Step 5: Consultancy when required
In this phase, which in itself is an overlapping phase, the collaborating psychiatrist takes on the role of a ‘Consultant’. By this, the NC would request the psychiatrist to provide a clinical viewpoint on unexplained symptoms or unexpected treatment response. This may require face-to-face assessment on the part of the psychiatrist, although this is not always the case. The CMP may change with new medications added to the list of possible alternatives to meet treatment objectives.
Step 6: Discharge and follow up
Running through this model is the agreement that an NC can assess, diagnose, treat and discharge patients from hospital. The NC and care coordinator will see the patient in his or her own home following a period of leave so that discharge from hospital can take place. Follow up outpatient visits again can occur in the patient's home or in clinic, depending on patient preference. Monitoring of patient response to medication and repeat prescribing of medication within a CMP facilitates this function.

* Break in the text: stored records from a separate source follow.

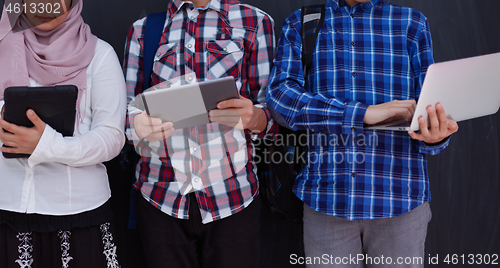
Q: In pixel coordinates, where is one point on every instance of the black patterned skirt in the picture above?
(40, 241)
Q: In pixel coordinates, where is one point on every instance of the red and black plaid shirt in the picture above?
(225, 38)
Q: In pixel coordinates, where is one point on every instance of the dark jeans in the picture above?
(232, 242)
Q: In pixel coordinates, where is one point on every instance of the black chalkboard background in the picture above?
(465, 179)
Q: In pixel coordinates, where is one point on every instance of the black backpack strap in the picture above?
(152, 36)
(312, 19)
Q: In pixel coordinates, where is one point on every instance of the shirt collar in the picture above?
(220, 6)
(335, 4)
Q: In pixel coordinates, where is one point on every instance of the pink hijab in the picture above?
(55, 57)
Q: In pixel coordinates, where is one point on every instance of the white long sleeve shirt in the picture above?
(65, 175)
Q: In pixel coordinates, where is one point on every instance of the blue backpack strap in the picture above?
(312, 19)
(152, 35)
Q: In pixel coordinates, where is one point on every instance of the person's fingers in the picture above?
(10, 150)
(161, 127)
(443, 120)
(424, 131)
(33, 117)
(234, 103)
(433, 118)
(144, 119)
(8, 126)
(160, 135)
(452, 126)
(223, 113)
(415, 136)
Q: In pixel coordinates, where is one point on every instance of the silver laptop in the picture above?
(467, 88)
(188, 105)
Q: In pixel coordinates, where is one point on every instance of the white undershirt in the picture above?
(65, 175)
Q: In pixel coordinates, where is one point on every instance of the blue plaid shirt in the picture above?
(369, 54)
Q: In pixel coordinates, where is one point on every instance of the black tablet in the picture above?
(55, 105)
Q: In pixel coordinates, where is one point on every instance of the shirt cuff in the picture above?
(39, 155)
(354, 115)
(270, 128)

We have seen many benefits from this new way of working, the most obvious being flexible time provided by the psychiatrist to see the most complex patients or those patients who do not appear to be responding to the usual patient pathway. Patients that are subject to a CMP have the benefit of seeing a nurse prescriber much more frequently where their symptoms, medicines and care plan is reviewed.
The model fits comfortably with modernising the role of psychiatrists  and developing nursing careers . Psychiatrists see complex patients, leaving a tier of patients that can be managed by an NC. The model described here serves as an initial framework for nurses to use advanced practice nursing skills although much more rigorous training needs to take place for the approach to become more wide spread in acute care. Obvious areas include training in diagnosis and medication management.
Chronic mental health problems like schizophrenia and mood disorder are ideal conditions for a CMP. There has been much said about nurses taking the lead in chronic disease management and this should occur regardless of the setting. It must be remembered that prescribing medication is simply a tool in the nurses' toolkit in order for nurses to take the lead in managing patient groups.
A model of care has been described which hopefully demonstrates a potential role for nurse prescribing in acute inpatient nursing. The approach has benefits for patients and service providers and fits comfortably with the modernisation agenda. We are working towards a hierarchy of need where the most appropriate health care worker sees patients. The model is also flexible to acknowledge that patients have preferences of who they would like to have their care from and the amounts of time they expect from health professionals reviewing and explaining their symptoms, medicines and care plans.